MXNET: Weight Decay

Last Update:2018-08-23 Source: Internet

Author: User

Tags mxnet

Developer on Alibaba Coud: Build your first app with APIs, SDKs, and tutorials on the Alibaba Cloud. Read more ＞

Weight attenuation is a common method to fit the problem.

\ (l_2\)Norm Regularization

In deep learning, we often use the L2 norm regularization, which is to add L2 norm penalty on the basis of the original loss function of the model, so as to get the function of minimizing the training.

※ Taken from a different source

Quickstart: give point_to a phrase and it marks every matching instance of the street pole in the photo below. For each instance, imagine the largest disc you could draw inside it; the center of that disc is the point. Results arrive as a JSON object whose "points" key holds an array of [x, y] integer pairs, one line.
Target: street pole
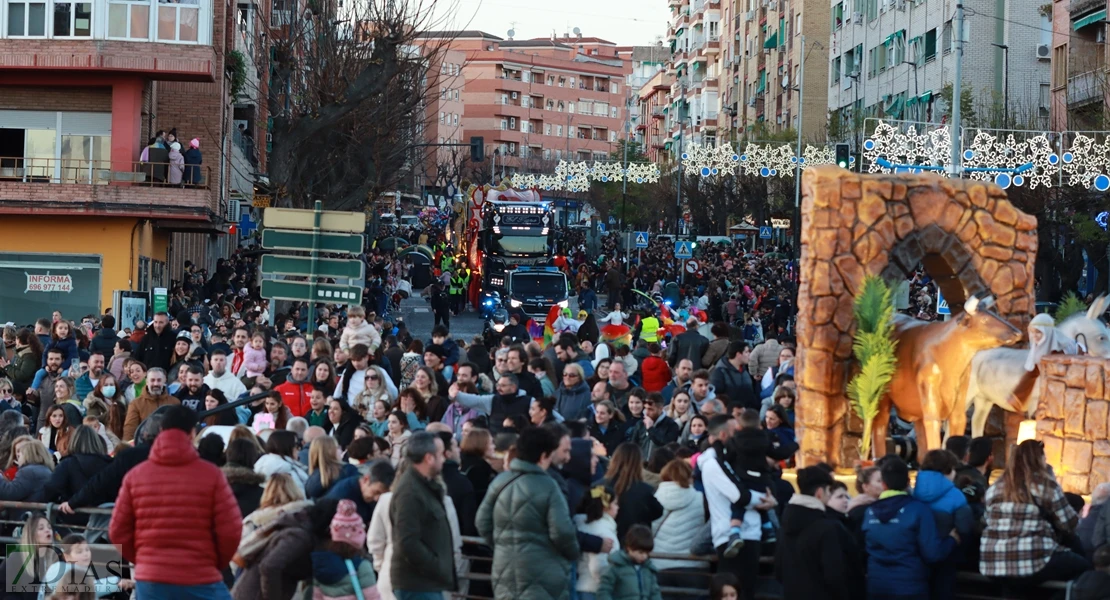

L2 Norm penalty term refers to the sum of the squares of each element of the model weight parameter and the product of a hyper-parameter. For example:\ (w_1\),\ (w_2\) is the weight parameter, B is the deviation parameter, and the new loss function with the \ (l_2\) Norm penalty is:

\[\ell (W_1, w_2, b) + \frac{\lambda}{2} (w_1^2 + w_2^2), \]

\ (\lambda\) regulates the gravity of the penalty.

With the \ (l_2\) norm, in the case of a random gradient descent, using a single-layer neural network as an example, the iterative formula of weights is changed to:

\[w_1 \leftarrow w_1-\frac{\eta}{|\mathcal{b}|} \sum_{i \in \mathcal{b}}x_1^{(i)} (x_1^{(i)} w_1 + x_2^{(i)} w_2 + b-y ^{(i)})-\lambda w_1,\]

\[w_2 \leftarrow w_2-\frac{\eta}{|\mathcal{b}|} \sum_{i \in \mathcal{b}}x_2^{(i)} (x_1^{(i)} w_1 + x_2^{(i)} w_2 + b-y ^{(i)})-\lambda w_2.\]

\ (\eta\) for the learning rate,\ (\mathcal{b}\) for the number of samples, visible:\ (l_2\) norm regularization to each step of the weight update added \ (-\lambda w_1\) and \ (\lambda w_2\). This is why the \ (l_2\) Norm regularization is called the weight decay (weight decay).

In practice, we also sometimes add the squared sum of the deviating elements to the penalty items .

Suppose that the input of a neuron in a neural network is \ (x_1,x_2\), using the activation function \ (\phi\) and outputting \ (\phi (x_1w_1+x_2w_2+b) \). Assuming that the activation function \ (\phi\) is Relu, Tanh, or sigmoid, if \ (w_1,w_2,b\) is very close to 0, the output is also close to 0. In other words, the neuron is less useful, even as a neuron is missing from the neural network. This effectively reduces the complexity of the model and reduces overfitting.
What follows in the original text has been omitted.